Cerpen: Akhmad Sekhu


            Pagi-pagi sekali setelah shalat subuh Jubedah ke sawah membawa serta Rara, anaknya yang semata wayang. Ibu-anak itu pergi kemana-mana selalu bersama-sama. Memetik melati di sawah bayarannya cukup lumayan, Jubedah bisa menghidupi Rara. Pekerjaan seperti itu memang lumayan untuk hidup sederhana di desa Jatibogor.
            Pada perjalanan pulang, Rara selalu mengambil arah yang lewat gedung sekolah dan Jubedah menurut saja dengan tetap mengiringinya. Seperti biasanya di sekolah dasar sudah riuh-rendah anak-anak sekolah yang ramai bermain di halaman. Beberapa saat, Rara menghentikan langkahnya lalu memandangi mereka dengan rasa iri.
            Sesampainya di rumah, Rara dengan rasa iri yang menghujam semakin menjadi-jadi, dan kini menancap pada hasrat diri ingin sekolah sebagaimana anak-anak sebaya dirinya yang disaksikannya di sekolah itu, karena tak terkendali hasratnya sehingga tumpah dengan serangkaian rengekan, “Mak, Rara ingin sekolah!”
            Jubedah pura-pura tidak mendengarnya, dan suara rengekan Rara itu pun diulang, “Maak, Rara ingin sekolahh!!”
            Jubedah masih saja membudekkan diri, dan rengekan Rara diulang lagi dengan nadanya kini lebih meninggi, “Maaak, Rara ingin sekolahhh!!!”
            Kali ini Jubedah tentu saja menyerah dengan tidak lagi membudekkan diri, dan kini mengharuskan diri pada situasi serba sulit, maka dipandanginya Rara dengan menderaskan penjelasan, “Iya, nanti kalau sudah tiba waktunya, Rara pasti sekolah.”

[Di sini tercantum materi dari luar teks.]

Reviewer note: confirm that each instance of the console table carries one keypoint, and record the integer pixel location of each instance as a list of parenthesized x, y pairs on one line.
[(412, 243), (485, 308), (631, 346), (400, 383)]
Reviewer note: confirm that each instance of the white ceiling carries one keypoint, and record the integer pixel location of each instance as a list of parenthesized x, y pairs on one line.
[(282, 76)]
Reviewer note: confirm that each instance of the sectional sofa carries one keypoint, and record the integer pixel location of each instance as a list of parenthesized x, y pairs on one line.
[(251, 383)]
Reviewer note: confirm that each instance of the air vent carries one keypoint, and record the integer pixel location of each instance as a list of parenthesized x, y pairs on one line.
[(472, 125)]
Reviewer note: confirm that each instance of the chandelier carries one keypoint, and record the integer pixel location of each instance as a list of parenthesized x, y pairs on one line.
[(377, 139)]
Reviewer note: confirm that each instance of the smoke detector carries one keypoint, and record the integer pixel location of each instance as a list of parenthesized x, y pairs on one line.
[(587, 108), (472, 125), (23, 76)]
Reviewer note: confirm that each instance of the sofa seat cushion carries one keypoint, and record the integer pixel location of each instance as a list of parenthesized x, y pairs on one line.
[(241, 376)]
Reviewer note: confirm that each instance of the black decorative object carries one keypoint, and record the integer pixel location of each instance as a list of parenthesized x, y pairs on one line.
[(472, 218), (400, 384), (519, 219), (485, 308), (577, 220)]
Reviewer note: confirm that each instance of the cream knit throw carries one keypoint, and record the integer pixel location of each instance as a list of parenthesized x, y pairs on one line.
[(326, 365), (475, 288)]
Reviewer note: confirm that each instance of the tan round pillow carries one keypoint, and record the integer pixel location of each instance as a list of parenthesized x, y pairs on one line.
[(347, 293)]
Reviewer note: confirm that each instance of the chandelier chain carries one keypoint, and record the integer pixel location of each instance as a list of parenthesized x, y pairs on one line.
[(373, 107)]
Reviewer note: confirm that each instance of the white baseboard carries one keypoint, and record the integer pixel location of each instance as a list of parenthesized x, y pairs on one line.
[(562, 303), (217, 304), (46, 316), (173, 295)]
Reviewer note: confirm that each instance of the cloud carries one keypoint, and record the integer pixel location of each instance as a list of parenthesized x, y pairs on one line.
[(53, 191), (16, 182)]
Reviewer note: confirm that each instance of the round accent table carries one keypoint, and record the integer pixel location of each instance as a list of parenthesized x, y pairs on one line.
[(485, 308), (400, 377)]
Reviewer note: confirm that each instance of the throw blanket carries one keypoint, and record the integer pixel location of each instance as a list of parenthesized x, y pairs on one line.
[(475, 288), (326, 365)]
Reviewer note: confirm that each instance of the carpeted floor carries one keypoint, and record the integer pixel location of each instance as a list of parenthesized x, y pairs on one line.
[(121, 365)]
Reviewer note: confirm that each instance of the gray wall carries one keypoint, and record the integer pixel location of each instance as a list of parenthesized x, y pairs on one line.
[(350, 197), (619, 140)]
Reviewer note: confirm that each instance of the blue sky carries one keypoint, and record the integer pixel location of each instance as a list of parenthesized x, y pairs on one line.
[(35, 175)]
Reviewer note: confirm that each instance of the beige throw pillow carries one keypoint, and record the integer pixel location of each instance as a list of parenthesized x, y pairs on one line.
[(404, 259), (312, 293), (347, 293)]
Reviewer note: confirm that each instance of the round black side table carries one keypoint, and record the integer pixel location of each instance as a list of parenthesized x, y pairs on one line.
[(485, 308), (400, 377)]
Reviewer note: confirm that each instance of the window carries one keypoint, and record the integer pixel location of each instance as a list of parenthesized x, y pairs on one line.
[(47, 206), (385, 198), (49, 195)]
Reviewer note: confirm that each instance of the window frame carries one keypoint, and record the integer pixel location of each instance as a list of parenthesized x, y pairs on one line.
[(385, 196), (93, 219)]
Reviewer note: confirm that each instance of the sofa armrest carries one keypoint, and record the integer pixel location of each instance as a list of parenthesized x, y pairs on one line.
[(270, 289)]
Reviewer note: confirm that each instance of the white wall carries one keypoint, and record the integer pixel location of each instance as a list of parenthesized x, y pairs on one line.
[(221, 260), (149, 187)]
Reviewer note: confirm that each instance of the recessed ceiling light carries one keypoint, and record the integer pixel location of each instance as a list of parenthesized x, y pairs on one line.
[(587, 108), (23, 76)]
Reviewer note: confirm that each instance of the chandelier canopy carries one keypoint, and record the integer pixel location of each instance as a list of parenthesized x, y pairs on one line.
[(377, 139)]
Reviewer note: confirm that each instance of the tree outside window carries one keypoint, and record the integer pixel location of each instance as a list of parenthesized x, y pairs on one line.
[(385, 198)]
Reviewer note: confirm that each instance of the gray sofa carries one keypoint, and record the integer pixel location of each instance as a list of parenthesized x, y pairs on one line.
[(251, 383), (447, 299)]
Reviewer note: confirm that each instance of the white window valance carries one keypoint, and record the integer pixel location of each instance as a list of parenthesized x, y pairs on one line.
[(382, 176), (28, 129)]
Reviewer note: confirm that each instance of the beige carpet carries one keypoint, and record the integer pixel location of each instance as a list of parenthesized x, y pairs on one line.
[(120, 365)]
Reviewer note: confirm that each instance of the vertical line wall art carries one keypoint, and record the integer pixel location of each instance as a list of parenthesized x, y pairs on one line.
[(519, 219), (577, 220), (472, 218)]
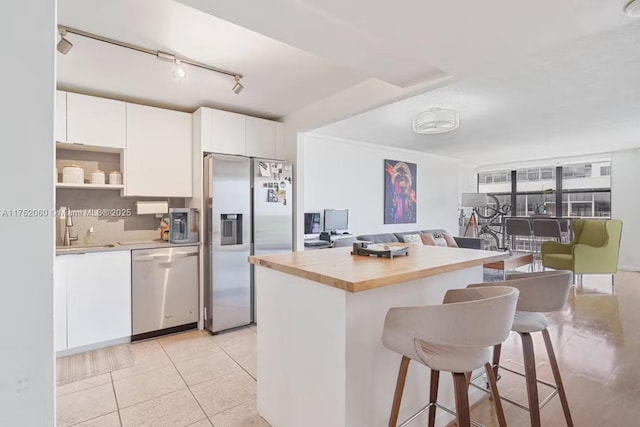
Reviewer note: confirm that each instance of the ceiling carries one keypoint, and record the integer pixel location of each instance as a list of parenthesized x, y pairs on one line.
[(406, 42), (581, 97), (279, 79)]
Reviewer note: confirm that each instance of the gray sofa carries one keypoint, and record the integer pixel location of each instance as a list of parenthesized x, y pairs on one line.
[(463, 242)]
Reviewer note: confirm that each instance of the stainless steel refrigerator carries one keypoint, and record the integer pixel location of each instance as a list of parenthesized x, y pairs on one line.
[(248, 210)]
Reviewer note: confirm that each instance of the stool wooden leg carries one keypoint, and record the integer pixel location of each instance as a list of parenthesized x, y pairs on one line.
[(433, 397), (496, 359), (557, 378), (530, 376), (397, 398), (502, 422), (462, 399)]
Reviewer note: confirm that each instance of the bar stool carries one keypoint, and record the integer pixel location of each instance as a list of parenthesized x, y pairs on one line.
[(519, 227), (564, 230), (456, 337), (540, 292)]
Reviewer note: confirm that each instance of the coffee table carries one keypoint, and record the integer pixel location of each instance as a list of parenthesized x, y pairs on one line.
[(518, 259)]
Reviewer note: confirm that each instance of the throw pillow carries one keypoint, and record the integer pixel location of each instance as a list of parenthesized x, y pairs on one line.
[(412, 238), (427, 239), (451, 242), (440, 241)]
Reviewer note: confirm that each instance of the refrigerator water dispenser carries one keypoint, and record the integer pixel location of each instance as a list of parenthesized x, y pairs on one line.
[(230, 229)]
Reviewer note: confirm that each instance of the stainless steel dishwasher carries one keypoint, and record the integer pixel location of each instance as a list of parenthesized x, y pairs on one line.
[(164, 290)]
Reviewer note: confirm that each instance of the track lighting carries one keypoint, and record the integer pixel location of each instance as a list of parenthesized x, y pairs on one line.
[(64, 45), (178, 71), (237, 88)]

            “Aaah, kapan Mak?” tanya Rara melunjak manja.
            “Hei, jangan manja begitu!”
            “Pokoknya Rara ingin cepat sekolah!”
            “Iya-iya, sekolah!!” tegas Jubedah sontak dapat menghentikan rengekannya.
            “Benar ya, Mak, Rara sekolah?!” desak Rara untuk lebih menyakinkan dirinya, dan Jubedah menjawabnya cukup dengan anggukan kepala saja.
            Setelah merasa yakin benar, Rara serta-merta bersorak-sorai kegirangan, “Horeee, Rara sekolah! Rara sekolah! Sekolah!”
            ***
           
Besoknya, Jubedah berangkat ke sawah, tidak menggandeng tangan Rara melainkan menggedongnya agar bisa secepatnya sampai.
            “Jangan cepat-cepat jalannya, Mak!” suara Rara keras menghentak hentikan langkah Jubedah.
            “Rara ingin cepat sekolah, atau tidak?” tanya Jubedah menguji.
            “I-iya, Rara ingin cepat bisa sekolah, Mak,” jawab Rara tergagap.
            “Nah, kalau begitu Rara harus menurut!” tegas Jubedah, dan kemudian langsung menjelaskan,”Emak jalannya cepat-cepat, agar secepatnya sampai di sawah dan lebih banyak lagi memetik melati, itu artinya emak dapat duit banyak untuk bisa bayar biaya sekolah Rara nanti, mengerti?”
            Rara menurut saja, tidak lagi protas tapi hanya berdiam di gendongan. Emak yang menggendong anaknya itu kembali berjalan cepat setengah berlari hingga cepat dapat sampai di sawah melati. Begitulah, semangatnya sang emak demi menyekolahkan anaknya hingga tak terasa tubuhnya bersimbah keringat, dan kucuran keringat sempat muncrat tepat mengenai daun-daun bunga putri malu dan sontak menjadikan bunga itu menunduk setengah mendongak, seperti turut mendukung pada semangat kerja Jubedah.
            Di sawah melati, Jubedah langsung memetik melati walaupun hanya sendirian tapi beberapa saat kemudian para pemetik lainnya pun mulai berdatangan.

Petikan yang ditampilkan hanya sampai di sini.